DeMarcus takes the washcloth off the edge of the tub and trails it across my skin soothingly. With soft, slow circular motion he bathes my body. I sigh in contentment as low moans escape me. He washes the top half of my body, going as low as he can. He then alternates our position and gently, soothingly washes my bottom half, touching every single part of my body. The way he takes care of me emotionally and physically makes me want to burst into another round of tears but I think he had enough for one day. So I resist the urge to cry and just try to relax and not over process taking every feeling he swirls in my heart.

The intensity on his face is also in his eyes, as he focuses on his undertaking. God, I love this man. He not only imprinted himself on my mind. He branded his existence deep within my skin penetrating my body and soul. Not only am I feeling but I'm also not afraid he takes my whole heart. Mine rekindle, heart.

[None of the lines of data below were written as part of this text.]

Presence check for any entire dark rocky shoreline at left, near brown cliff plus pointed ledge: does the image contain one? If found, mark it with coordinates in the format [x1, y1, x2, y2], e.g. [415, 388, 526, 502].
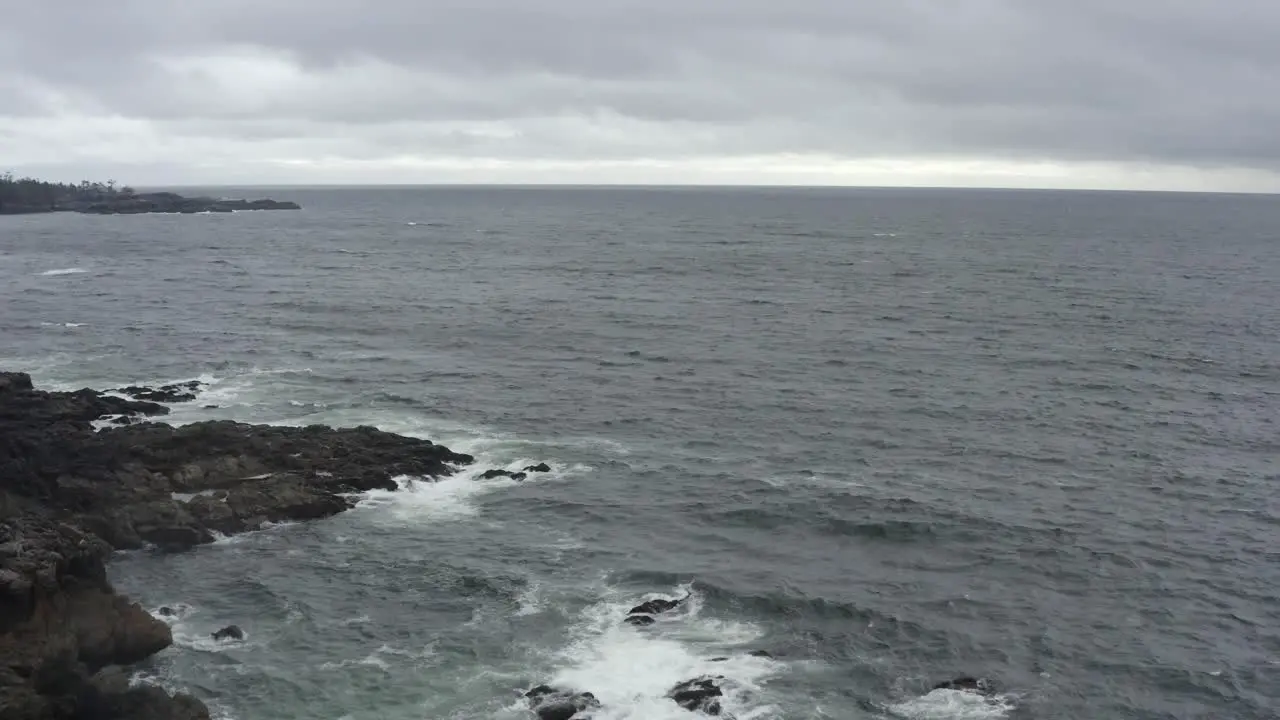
[0, 373, 474, 720]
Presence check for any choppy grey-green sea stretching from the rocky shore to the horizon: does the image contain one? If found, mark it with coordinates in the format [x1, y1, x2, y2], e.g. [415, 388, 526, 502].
[0, 188, 1280, 720]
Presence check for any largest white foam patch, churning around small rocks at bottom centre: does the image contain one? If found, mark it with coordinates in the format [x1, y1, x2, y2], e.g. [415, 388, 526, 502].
[549, 588, 778, 720]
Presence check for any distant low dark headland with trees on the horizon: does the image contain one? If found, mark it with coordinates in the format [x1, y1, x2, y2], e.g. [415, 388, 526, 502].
[0, 173, 302, 215]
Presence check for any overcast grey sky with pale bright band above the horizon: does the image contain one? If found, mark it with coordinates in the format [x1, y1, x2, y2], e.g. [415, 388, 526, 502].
[0, 0, 1280, 191]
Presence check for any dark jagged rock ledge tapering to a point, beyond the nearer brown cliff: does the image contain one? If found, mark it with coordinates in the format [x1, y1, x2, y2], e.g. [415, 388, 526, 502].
[0, 374, 472, 548]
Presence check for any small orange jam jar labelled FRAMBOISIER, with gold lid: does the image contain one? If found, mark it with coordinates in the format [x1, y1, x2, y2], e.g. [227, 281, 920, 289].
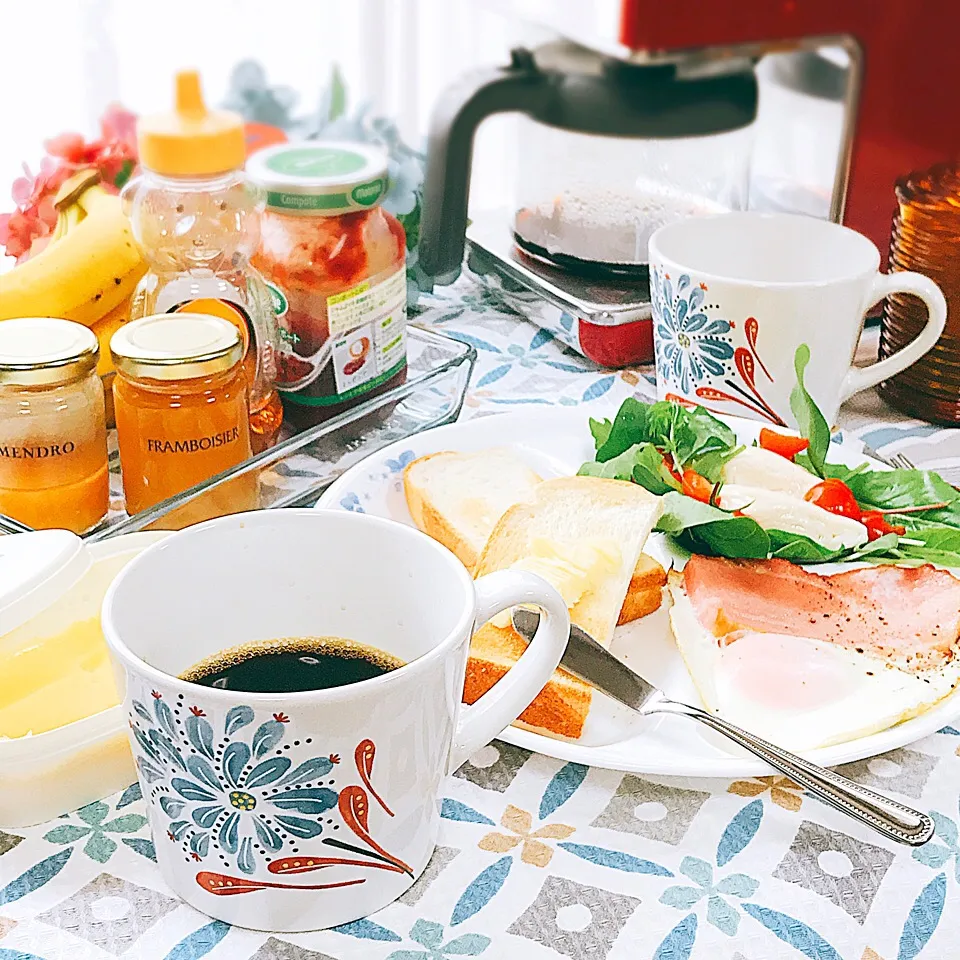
[110, 313, 257, 527]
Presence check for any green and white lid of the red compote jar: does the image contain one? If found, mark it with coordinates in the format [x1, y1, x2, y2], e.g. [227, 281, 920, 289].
[247, 140, 389, 216]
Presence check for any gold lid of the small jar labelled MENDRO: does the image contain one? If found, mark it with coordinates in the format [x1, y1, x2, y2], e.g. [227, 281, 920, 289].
[0, 317, 100, 387]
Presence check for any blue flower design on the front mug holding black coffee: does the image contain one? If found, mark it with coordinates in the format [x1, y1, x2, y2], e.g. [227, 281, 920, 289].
[130, 691, 340, 874]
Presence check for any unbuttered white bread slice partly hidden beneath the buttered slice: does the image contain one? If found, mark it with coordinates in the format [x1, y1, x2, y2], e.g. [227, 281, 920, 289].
[403, 447, 667, 624]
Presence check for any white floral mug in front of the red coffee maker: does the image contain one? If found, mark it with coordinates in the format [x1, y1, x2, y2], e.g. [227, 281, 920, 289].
[650, 213, 947, 426]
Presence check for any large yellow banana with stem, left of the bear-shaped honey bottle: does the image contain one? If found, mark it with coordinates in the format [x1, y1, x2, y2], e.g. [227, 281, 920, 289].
[0, 171, 147, 327]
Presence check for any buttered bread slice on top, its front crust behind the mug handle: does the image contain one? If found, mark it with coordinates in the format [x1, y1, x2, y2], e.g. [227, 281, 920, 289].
[464, 477, 660, 739]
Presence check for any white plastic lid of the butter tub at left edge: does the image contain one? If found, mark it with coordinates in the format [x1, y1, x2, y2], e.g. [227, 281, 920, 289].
[0, 530, 92, 638]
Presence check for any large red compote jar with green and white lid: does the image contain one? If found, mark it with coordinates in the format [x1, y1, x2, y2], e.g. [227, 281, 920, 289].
[247, 142, 407, 427]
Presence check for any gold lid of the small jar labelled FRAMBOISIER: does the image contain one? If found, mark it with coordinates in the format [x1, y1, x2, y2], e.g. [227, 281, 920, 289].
[110, 313, 243, 380]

"I love you, DeMarcus," I say and the tears begin to surge again.

"I love you too baby," he says scooting close to me. He holds me while I cry making me feel so secure in his embrace. I feel comfortable in his embrace but it wasn't just his embrace it was the way he held me until I felt alright. His tender loving, care shows me where I need to be and for the first time, I'm not afraid to love him.